Under the previous four defense secretaries for Presidents Barack Obama and George W. Bush, each began their terms by taking a full press contingent overseas to visit troops in war zones — often within days after taking office — and meet with world leaders, as a regular order of business. Mattis curtailed that practice, limiting access on some trips to only a few journalists, and then not inviting radio or televisions pools, or removing journalists from travel rosters on lengthy multi-country trips just days before a scheduled departure. White and Mattis’s staffers say they’re still learning on the job and have pledged to accommodate more journalists. They took a plane-full on a visit to Afghanistan in April, but for last month only took a handful of reporters to the war zone — an unprecedented restriction. Meanwhile other commanders outside of Washington, like Central Command’s Gen. Joseph Votel, opened up and began talking journalists with him regularly on battlefield tours.

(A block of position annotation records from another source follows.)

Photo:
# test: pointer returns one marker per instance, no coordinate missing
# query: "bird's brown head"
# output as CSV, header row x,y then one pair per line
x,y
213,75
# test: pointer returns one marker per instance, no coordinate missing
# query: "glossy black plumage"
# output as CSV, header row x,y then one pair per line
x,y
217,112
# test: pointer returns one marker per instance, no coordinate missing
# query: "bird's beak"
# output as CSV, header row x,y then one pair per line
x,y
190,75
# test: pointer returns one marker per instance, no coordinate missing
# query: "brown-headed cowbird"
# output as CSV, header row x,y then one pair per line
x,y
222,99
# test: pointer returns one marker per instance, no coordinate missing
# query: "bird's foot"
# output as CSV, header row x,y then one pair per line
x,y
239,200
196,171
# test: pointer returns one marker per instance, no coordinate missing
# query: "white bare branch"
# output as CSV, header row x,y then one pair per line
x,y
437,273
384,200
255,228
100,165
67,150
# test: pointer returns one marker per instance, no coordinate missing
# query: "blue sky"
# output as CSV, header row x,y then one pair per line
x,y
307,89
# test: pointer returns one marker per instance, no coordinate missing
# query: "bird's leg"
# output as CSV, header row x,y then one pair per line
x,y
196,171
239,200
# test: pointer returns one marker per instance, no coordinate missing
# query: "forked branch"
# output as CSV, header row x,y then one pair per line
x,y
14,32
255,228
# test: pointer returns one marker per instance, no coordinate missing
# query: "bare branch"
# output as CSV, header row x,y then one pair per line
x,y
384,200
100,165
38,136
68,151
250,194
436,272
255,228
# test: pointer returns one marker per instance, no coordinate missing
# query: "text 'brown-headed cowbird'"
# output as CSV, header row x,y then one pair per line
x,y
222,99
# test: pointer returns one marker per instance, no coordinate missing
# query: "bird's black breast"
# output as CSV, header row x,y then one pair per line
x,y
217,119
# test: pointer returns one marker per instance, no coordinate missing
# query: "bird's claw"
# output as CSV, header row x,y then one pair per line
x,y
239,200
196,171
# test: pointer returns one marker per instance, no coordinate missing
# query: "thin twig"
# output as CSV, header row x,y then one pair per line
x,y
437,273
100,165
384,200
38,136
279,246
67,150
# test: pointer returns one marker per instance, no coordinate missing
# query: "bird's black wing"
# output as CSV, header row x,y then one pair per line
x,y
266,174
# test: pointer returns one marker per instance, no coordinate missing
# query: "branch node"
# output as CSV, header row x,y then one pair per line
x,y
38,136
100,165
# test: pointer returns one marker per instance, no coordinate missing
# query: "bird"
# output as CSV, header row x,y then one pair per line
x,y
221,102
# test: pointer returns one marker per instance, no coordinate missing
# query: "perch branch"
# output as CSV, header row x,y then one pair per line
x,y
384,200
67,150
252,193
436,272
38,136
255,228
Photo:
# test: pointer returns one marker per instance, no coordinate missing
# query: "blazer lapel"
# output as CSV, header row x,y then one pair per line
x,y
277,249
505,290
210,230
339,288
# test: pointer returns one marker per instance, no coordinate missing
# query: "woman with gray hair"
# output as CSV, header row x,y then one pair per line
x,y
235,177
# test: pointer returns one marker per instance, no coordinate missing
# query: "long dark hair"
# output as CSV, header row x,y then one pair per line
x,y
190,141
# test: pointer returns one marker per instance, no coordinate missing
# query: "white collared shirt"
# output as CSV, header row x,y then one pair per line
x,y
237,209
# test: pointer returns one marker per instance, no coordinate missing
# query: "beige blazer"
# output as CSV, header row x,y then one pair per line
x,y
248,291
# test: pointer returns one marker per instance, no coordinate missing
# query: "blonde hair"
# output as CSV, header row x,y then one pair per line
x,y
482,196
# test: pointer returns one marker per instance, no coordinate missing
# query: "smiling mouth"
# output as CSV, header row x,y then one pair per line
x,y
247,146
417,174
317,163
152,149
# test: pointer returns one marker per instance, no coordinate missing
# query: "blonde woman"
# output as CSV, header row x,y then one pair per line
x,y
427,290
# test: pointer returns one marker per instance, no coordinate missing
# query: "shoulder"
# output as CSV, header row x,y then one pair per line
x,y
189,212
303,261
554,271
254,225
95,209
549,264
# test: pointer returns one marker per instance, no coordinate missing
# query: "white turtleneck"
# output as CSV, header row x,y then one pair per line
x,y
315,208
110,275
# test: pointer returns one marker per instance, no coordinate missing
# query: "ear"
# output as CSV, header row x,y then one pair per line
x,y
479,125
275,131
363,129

And over in Foggy Bottom, the State Department press corps has had worse complaints. Secretary of State Rex Tillerson has declined to take any journalists on some trips abroad and rarely has taken questions in a press conference setting. But Tillerson is new to Washington, whereas Mattis has familiar relationships with many journalists dating back to the Iraq War and later as commanding general of U.S. Central Command, one of the nine combatant commands.
On Thursday, White was asked in a briefing how the Pentagon was being more transparent, as defense officials had promised they would. She replied that when Mattis’s team discovered the actual number of troops in Afghanistan was higher than the military was telling the public — roughly 11,000 instead of 8,000 — he ordered the military to devise a new, more accurate accounting system.
“That is a demonstration of our commitment to transparency,” she said.
The text of White’s Oct. 6 email follows:
Subject: Engaging with the media and SecDef (UNCLASSIFIED)
Today during the Senior Leader Conference, Secretary Mattis spoke to your senior leadership about engaging with the media. I realize there may be a perception that we have been keeping the media at arm’s length, but that is not the case and we’re doing our best to dispel that rumor and continue to be transparent with our press corps.
Beginning with the DoD Communication Playbook we sent you earlier this week, and a plan for more frequent on-camera press engagements, we will lead from the front with this effort. But we need your support to spread the word to the field as well.
As you review the playbook, understand this is a living document and we welcome your feedback and suggestions. Please be prepared to discuss this during next Wednesday’s SVTC.
As the Secretary said today at the SLC, “communications is the job of the commander, not just the PAO.” Please communicate to your respective senior leaders that we want them to feel free, even obligated, to speak, in their lane, about their efforts and to use our OSD PA team resources to help along the way.